D’ici à début juillet, le ministère de l’Éducation nationale se réjouira de l’excellent taux de réussite des élèves au Baccalauréat. Dans les familles, on débouchera le champagne. Le taux de réussite au bac est passé de 73,5 % en 1960 à 85,8 % en 2010 et les mauvaises langues enseignantes ne manquent pas de critiquer les consignes systématiques de correction à la hausse émanant des inspecteurs de l’Éducation nationale. Certains n’hésitent pas à parler de «tripatouillage des notes»…
…discipline par discipline, académie par académie, des «commissions d’entente» rassembleront la semaine prochaine un inspecteur et certains correcteurs chargés lors d’une deuxième réunion de diffuser les consignes auprès de l’ensemble des correcteurs. La «commission d’harmonisation» qui se tient fin juin permet de prendre la mesure des divergences de notation. Le tout se passe dans des lycées devant des gâteaux secs et des jus de fruits mais avec une harmonie relative. Philippe, professeur de philosophie dans l’académie de Bordeaux, a assisté à quelques accrochages salés entre des «collègues qui ont une très haute idée de leur discipline», souvent les plus jeunes et les plus âgés, et les autres, accusés de laxisme par les premiers. «Les pressions sont surtout feutrées», explique une enseignante de philosophie, «une année, l’inspecteur nous a reproché d’avoir l’une des pires moyennes de France et nous a demandé d’être plus indulgents pour ne pas faire fuir les élèves désireux de s’inscrire en filière littéraire». En mathématiques, dit en ricanant cet autre enseignant, si la moyenne est jugée trop faible, le barème est modifié pour relever les notes. Mais si la moyenne est jugée forte, aucune modification de barème n’est adoptée…
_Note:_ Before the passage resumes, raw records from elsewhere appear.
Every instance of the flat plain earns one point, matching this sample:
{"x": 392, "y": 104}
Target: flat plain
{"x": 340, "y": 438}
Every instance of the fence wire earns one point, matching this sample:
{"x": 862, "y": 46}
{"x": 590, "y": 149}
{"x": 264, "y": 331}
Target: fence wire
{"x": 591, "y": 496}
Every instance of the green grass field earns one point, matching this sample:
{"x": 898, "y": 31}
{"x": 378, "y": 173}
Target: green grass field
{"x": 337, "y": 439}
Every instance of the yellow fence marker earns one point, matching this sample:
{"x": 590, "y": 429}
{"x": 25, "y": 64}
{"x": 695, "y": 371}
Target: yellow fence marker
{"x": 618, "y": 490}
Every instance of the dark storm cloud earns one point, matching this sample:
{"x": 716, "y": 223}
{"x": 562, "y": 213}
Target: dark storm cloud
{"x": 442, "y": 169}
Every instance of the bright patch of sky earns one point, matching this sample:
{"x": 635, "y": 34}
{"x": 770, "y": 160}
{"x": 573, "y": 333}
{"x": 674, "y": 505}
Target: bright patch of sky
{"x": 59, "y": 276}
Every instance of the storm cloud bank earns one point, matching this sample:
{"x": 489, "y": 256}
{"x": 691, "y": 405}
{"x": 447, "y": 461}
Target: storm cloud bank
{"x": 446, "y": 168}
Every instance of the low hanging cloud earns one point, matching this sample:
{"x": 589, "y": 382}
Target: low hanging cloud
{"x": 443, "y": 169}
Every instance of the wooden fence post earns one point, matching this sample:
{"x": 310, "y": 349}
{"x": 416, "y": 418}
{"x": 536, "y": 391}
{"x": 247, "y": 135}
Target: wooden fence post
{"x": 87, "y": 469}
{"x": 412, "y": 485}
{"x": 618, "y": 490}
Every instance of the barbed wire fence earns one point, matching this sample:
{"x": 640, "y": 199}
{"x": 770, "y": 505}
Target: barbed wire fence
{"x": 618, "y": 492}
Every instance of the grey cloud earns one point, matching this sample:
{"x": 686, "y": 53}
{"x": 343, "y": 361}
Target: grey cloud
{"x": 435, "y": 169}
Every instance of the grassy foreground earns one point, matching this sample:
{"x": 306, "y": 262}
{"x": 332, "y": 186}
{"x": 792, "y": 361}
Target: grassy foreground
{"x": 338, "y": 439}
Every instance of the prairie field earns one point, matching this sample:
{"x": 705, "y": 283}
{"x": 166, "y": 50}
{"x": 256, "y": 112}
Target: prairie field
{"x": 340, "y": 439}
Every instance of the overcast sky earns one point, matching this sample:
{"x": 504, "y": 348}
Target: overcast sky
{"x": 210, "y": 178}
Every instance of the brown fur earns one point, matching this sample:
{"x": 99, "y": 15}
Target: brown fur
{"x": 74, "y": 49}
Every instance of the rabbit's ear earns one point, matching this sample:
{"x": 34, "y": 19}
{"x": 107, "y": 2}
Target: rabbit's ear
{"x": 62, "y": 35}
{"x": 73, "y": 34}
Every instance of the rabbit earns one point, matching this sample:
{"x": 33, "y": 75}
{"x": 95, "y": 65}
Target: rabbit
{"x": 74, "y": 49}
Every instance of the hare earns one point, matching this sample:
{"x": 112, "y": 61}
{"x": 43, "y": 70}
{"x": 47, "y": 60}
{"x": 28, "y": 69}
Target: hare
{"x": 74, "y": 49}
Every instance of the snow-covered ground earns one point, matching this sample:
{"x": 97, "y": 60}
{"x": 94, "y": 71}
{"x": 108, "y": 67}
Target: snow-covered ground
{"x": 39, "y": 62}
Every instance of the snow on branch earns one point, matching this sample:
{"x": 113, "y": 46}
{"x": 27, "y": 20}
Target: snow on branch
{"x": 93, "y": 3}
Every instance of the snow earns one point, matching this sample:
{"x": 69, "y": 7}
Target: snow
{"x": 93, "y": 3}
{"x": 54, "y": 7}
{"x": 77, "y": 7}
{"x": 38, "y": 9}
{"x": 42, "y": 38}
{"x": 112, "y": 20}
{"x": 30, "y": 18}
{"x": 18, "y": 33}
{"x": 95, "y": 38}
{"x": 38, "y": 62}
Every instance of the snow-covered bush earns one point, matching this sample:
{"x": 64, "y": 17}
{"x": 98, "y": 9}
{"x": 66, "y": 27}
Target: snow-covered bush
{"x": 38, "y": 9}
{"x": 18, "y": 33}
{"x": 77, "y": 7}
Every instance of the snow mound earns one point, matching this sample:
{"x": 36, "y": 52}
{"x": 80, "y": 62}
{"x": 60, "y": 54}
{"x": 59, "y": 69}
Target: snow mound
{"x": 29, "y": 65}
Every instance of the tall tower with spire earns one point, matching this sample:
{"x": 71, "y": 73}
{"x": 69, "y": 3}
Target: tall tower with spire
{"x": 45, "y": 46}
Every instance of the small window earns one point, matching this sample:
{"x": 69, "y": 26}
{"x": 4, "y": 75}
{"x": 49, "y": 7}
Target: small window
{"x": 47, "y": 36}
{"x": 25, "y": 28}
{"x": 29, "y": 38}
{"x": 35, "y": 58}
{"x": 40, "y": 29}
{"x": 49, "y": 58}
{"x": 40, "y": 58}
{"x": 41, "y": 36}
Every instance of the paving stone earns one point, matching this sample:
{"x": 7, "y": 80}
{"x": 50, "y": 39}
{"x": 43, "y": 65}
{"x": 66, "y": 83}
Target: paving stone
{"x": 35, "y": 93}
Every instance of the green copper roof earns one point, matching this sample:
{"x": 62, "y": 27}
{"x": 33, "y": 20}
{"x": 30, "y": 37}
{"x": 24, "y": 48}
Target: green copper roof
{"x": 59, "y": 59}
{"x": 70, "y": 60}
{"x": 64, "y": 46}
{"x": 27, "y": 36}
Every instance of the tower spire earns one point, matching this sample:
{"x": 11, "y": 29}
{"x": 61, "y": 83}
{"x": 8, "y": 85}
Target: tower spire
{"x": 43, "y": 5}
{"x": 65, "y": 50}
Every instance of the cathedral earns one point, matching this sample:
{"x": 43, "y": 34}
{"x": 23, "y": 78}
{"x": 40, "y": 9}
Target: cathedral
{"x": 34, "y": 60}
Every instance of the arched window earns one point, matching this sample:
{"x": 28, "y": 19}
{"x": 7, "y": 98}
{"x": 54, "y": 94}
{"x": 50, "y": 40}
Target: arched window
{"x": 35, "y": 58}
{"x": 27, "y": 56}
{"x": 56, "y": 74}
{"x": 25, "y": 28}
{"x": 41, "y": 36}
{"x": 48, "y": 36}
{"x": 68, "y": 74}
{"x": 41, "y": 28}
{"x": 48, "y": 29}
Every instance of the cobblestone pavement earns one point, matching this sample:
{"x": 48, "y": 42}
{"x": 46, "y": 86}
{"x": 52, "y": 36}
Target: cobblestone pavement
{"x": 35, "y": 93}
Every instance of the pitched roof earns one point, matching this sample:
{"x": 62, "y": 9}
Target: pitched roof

Reste qu’une «harmonisation» des notes est essentielle pour éviter les injustices. Sans cela, certains professeurs n’hésiteraient pas à aligner des notes très faibles voire des zéros, sans se préoccuper de ce que font leurs collègues… Sans contrôle, l’aléa de la correction est considérable, comme l’ont montré dans le passé des études de «docimologie» (science de l’évaluation en pédagogie). En 2007, le chercheur Bruno Suchaud a ainsi soumis trois copies d’élèves passant l’épreuve de sciences économiques et sociales à la correction d’une trentaine de professeurs. Il existait, pour chaque dissertation, des variations très fortes d’un correcteur à l’autre pouvant aller jusqu’à onze points même si la variation est plus proche de deux ou trois points en moyenne.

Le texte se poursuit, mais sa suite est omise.